AirWorthy99 wrote:Some common sense based on facts not flawed models from a Doctor from Stanford university:
The data is in — stop the panic and end the total isolation
The tragedy of the COVID-19 pandemic appears to be entering the containment phase. Tens of thousands of Americans have died, and Americans are now desperate for sensible policymakers who have the courage to ignore the panic and rely on facts. Leaders must examine accumulated data to see what has actually happened, rather than keep emphasizing hypothetical projections; combine that empirical evidence with fundamental principles of biology established for decades; and then thoughtfully restore the country to function.
Five key facts are being ignored by those calling for continuing the near-total lockdown.
Fact 1: The overwhelming majority of people do not have any significant risk of dying from COVID-19....... (expands on the link)
Fact 2: Protecting older, at-risk people eliminates hospital overcrowding....
Fact 3: Vital population immunity is prevented by total isolation policies, prolonging the problem.....
Fact 4: People are dying because other medical care is not getting done due to hypothetical projections....
Fact 5: We have a clearly defined population at risk who can be protected with targeted measures....
https://thehill.com/opinion/healthcare/ ... -isolation
Common sense in these times of panic and misinformation. I hope these over the top measures are reduced to common sense measures soon.
While this is an extraordinary disease causing a lot of deaths, it seems to me that its effect has been largely amplified by the constant media tapage. This has made it hard for people to take a step back and consider the reality of the situation. There has been an incredible level of overreaction (although some of it was warranted as some nations were much too late in taking measures).
And the reality is that we are fighting a new virus which, while highly survivable, is causing a spike in the death rate among the most fragile of us. While it is regrettable, it is now a fact of life that we have to live with. And when I say 'live with' I mean that we need to learn to live our lives as normally as possible until it passes or a vaccine/cure is found, while using appropriate attenuating measures.
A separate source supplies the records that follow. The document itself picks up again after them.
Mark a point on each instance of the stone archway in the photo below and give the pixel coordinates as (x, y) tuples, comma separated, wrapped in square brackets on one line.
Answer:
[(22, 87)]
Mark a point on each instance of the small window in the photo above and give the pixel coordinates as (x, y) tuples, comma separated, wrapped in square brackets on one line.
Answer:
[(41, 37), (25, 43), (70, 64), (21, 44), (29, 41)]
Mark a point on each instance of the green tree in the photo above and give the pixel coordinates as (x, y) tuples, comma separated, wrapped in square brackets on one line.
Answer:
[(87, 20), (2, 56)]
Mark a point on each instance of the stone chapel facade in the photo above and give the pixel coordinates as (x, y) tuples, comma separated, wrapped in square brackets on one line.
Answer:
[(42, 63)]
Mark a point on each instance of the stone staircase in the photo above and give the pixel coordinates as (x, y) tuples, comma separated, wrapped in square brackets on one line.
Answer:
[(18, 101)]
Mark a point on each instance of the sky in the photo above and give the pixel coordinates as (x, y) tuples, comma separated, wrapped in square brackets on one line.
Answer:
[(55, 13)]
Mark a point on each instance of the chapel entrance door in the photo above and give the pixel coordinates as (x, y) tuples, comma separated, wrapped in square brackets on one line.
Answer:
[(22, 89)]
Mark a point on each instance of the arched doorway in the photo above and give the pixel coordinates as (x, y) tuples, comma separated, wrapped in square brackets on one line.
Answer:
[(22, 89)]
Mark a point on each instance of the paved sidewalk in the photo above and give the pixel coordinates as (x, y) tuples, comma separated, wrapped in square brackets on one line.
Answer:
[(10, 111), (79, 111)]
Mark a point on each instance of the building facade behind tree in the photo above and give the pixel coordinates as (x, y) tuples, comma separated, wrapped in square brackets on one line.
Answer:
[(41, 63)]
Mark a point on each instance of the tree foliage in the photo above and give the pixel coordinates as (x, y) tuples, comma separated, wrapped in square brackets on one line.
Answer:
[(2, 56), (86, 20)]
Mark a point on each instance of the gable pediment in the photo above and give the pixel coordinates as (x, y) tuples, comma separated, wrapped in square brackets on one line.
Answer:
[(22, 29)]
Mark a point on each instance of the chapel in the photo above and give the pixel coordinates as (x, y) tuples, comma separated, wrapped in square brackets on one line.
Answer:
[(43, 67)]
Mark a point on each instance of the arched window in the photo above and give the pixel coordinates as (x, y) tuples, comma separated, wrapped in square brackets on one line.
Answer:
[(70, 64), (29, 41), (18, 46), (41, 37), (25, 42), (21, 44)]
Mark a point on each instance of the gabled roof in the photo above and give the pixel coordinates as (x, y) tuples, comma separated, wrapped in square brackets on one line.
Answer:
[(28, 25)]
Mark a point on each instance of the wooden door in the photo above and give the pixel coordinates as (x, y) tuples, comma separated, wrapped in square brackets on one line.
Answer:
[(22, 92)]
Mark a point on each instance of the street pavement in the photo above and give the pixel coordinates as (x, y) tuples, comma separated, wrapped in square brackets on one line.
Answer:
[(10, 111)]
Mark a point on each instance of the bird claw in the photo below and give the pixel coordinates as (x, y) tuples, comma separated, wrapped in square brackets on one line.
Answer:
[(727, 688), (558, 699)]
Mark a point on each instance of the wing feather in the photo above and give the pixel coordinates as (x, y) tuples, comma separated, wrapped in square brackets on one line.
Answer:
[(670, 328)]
The damage done to our society is enormous. Yet even if the amount of deaths was 10 times higher than currently, it would pale in comparison to other catastrophes the World has gone through of late, such as wars and famines, during which barely anyone in the developed World bat an eyelid. But hey, poor people, right?
We may have to learn to not get scared out of our minds every time a new threat appears among our societies. We are a very emotional species, but there is always an inherent risk to living, which we seem to either forget or accept in many other cases.
There are hundreds of millions of people living in polluted cities and regions around the World even though we know polluted air causes around 7 million deaths a year. There are millions of people living near fault lines and volcanoes menacing to destroy their entire cities at anytime, yet in full knowledge of this fact (looking at you, SF ...).
Yes, I am aware that I might die if I catch it. I might also be diagnosed with terminal cancer tomorrow or be run over by a bus as I cross the street playing candy crush... The multitude of threats around us has never stopped us from living our lives. If we were as keenly aware of every single of those threats as we are constantly being made aware of this one, we'd never leave home.
There are ways to minimize the effects of this disease without locking everybody home and cowering in fear.
We can protect the fragile by isolating them from the disease. The complete lack of measures taken to protect the elderly, especially in care homes, has honestly verged on criminal negligence.
As soon as the threat was known (and it has been since before it started wildly spreading outside of China), those who care for the elderly should have taken strict measures to protect their clients: stopping relatives from visiting, checking every employee for symptoms, minimizing contact, using protective equipment and increasing cleaning/disinfecting schedules. This care home tragedy should have never happened.
The rest of us can follow simple rules to prevent spreading the virus to others as much as possible. Hoping to achieve a null transmission rate at this stage is utopic, even with a crippling lockdown.